Levetiracetam Pregnancy and Breastfeeding Warnings
Levetiracetam Pregnancy Warnings
This drug has produced evidence of developmental toxicity (including teratogenic effects) in animal studies at doses similar to or greater than human therapeutic doses. There are no adequate and well controlled studies in pregnant women. AU TGA pregnancy category B3: Drugs which have been taken by only a limited number of pregnant women and women of childbearing age, without an increase in the frequency of malformation or other direct or indirect harmful effects on the human fetus having been observed. Studies in animals have shown evidence of an increased occurrence of fetal damage, the significance of which is considered uncertain in humans. US: US FDA pregnancy category C: Animal reproduction studies have shown an adverse effect on the fetus and there are no adequate and well-controlled studies in humans, but potential benefits may warrant use of the drug in pregnant women despite potential risks. UCB, Inc. has established the UCB AED Pregnancy Registry to advance scientific knowledge about safety and outcomes in pregnant women being treated with all UCB antiepileptic drugs. Either a healthcare provider or the patient can initiate enrollment in the UCB AED Pregnancy Registry by calling (888) 537-7734 (toll free). Patients may also enroll in the North American Antiepileptic Drug Pregnancy Registry by calling (888) 233-2334 (toll free).
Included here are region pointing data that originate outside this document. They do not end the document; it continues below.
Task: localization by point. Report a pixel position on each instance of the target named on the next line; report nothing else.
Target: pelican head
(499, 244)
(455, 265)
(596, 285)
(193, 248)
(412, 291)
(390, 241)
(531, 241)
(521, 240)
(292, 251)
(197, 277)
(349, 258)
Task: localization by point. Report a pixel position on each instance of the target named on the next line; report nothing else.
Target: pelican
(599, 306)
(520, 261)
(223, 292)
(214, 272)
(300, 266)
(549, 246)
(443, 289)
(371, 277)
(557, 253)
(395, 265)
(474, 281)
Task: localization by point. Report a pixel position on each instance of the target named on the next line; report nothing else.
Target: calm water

This drug should be used during pregnancy only if clearly needed. AU TGA pregnancy category: B3 US FDA pregnancy category: C Comment: The risk of having an abnormal child as a result of antiepileptic medication is far outweighed by the dangers to the mother and fetus of uncontrolled epilepsy.
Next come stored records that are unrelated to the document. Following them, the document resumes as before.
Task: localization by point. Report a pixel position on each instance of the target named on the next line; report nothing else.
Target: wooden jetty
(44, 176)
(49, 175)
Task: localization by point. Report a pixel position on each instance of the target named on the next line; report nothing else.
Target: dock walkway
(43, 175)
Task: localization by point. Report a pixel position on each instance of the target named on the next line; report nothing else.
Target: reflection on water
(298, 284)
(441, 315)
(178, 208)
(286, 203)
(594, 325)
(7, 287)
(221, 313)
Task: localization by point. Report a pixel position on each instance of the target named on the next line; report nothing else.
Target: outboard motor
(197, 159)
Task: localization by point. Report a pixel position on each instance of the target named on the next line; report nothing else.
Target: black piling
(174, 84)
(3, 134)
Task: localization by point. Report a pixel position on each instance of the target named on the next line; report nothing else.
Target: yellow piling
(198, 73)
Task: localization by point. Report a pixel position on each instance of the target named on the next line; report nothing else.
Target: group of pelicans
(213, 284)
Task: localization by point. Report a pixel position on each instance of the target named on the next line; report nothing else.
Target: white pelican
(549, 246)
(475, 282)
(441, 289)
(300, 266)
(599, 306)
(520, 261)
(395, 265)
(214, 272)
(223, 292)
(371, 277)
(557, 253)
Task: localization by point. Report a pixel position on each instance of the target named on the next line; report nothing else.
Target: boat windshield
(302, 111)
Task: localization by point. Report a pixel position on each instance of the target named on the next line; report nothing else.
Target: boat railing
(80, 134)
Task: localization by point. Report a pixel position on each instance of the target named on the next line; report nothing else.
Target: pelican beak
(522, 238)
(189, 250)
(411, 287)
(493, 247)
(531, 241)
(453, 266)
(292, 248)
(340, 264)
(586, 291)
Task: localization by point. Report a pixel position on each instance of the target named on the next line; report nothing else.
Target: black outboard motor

Levetiracetam Breastfeeding Warnings
A decision should be made to discontinue breastfeeding or discontinue the drug, taking into account the importance of the drug to the mother. Excreted into human milk: Yes Comment: The effects in the nursing infant are unknown.
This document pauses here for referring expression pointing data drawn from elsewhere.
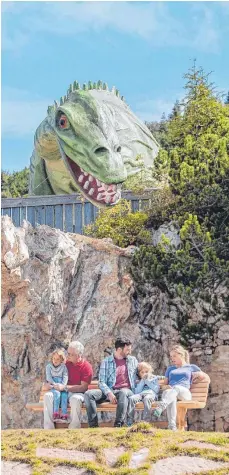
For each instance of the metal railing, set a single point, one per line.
(69, 213)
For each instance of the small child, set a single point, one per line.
(146, 390)
(56, 372)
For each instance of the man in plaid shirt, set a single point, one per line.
(117, 378)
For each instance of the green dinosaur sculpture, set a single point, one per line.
(89, 143)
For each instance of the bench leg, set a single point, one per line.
(181, 414)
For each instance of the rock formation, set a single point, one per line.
(58, 287)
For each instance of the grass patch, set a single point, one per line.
(20, 445)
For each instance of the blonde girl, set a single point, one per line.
(57, 373)
(179, 376)
(146, 390)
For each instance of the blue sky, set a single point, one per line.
(143, 48)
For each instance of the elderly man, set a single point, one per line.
(79, 377)
(116, 382)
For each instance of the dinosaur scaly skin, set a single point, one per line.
(89, 144)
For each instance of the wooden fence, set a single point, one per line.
(69, 213)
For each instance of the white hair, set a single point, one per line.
(77, 346)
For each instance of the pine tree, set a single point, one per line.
(197, 164)
(226, 102)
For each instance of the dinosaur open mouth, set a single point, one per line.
(93, 188)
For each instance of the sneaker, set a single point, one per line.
(64, 417)
(118, 424)
(56, 416)
(157, 412)
(129, 423)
Maternal doses of this drug up to 3500 mg daily produce low levels in milk and would not be expected to cause any adverse effects in breastfed infants, especially if the infant is older than 2 months. If therapy with this drug is required by the mother, it is not a reason to discontinue breastfeeding. However, the infant should be monitored for drowsiness, adequate weight gain, and developmental milestones, especially in younger, exclusively breastfed infants and when using combinations of anticonvulsants. Maternal serum level monitoring and dosage adjustment is advisable in the early postpartum period if the drug was taken throughout pregnancy and breastfeeding. Some evidence suggests that this drug might reduce the maternal breastmilk supply in some women.